The meter reader model
Prometheus does not push data to your app. Your app does not send data to Prometheus. Instead, Prometheus comes to your app and asks for a snapshot.
Think of it like a meter reader. You do not mail your electricity usage to the utility company every second. You install a smart meter. The utility company sends a van to your house once every fifteen minutes. The van reads the meter and drives away.
Your Go app is the house. The metrics are the meter. Prometheus is the van. You expose an HTTP endpoint. Prometheus hits that endpoint. Your app returns a text file with numbers. Prometheus stores the numbers.
This pull model keeps your app simple. You do not need to manage connections to a central server. You do not need to handle retries if the metrics server is down. You just expose the endpoint. If Prometheus cannot reach you, it marks the target as down. That is also useful information.
Minimal counter
Here is the skeleton: define a counter, register it, mount the handler, increment on requests.
package main
import (
"fmt"
"net/http"
"github.com/prometheus/client_golang/prometheus"
"github.com/prometheus/client_golang/prometheus/promhttp"
)
// requestCount tracks total HTTP requests.
var requestCount = prometheus.NewCounter(
prometheus.CounterOpts{
Name: "http_requests_total",
Help: "Total number of HTTP requests received.",
},
)
func init() {
// Register the metric so Prometheus can find it.
prometheus.MustRegister(requestCount)
}
func main() {
// Mount the metrics handler at the standard path.
http.Handle("/metrics", promhttp.Handler())
// Handle the root path and increment the counter.
http.HandleFunc("/", func(w http.ResponseWriter, r *http.Request) {
requestCount.Inc()
fmt.Fprint(w, "Hello")
})
// Start the server.
http.ListenAndServe(":8080", nil)
}
The counter is a global variable. This is standard practice for metrics. The metric lives for the lifetime of the process. The init() function registers the metric in the global registry. This ensures the metric is ready before main() runs.
The promhttp.Handler() returns an http.Handler that serves the metrics. You mount it at /metrics. This is the convention. Prometheus expects the endpoint at /metrics by default.
The counter increments in the handler. The counter is thread-safe. Multiple goroutines can call Inc() without a mutex. The client library uses atomic operations under the hood.

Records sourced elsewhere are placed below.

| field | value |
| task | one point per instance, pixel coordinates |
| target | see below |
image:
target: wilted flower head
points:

Register once. Increment everywhere. The registry is global.
What happens at runtime
When the binary starts, init() runs before main(). The metric gets registered in the global registry. If you try to register the same name twice, MustRegister panics. The panic message is duplicate metrics collector registration attempted. This protects you from accidental double-counting.

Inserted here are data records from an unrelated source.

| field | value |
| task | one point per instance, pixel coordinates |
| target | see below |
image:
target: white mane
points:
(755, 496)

The server listens. A client hits /. The handler increments the counter. The counter value increases by one. A Prometheus server hits /metrics. The promhttp handler walks the registry, formats the data as text, and returns it.
The response looks like this:
# HELP http_requests_total Total number of HTTP requests received.
# TYPE http_requests_total counter
http_requests_total 42
The # HELP line describes the metric. The # TYPE line tells Prometheus the metric kind. The last line is the value. Prometheus parses this text, stores the value with a timestamp, and repeats the scrape every fifteen seconds.
Dimensions and latency
Real services need dimensions. You want to know how many requests hit /api/users versus /api/orders. You want to know how long requests take. Counters only go up. They cannot track latency. Histograms track distributions.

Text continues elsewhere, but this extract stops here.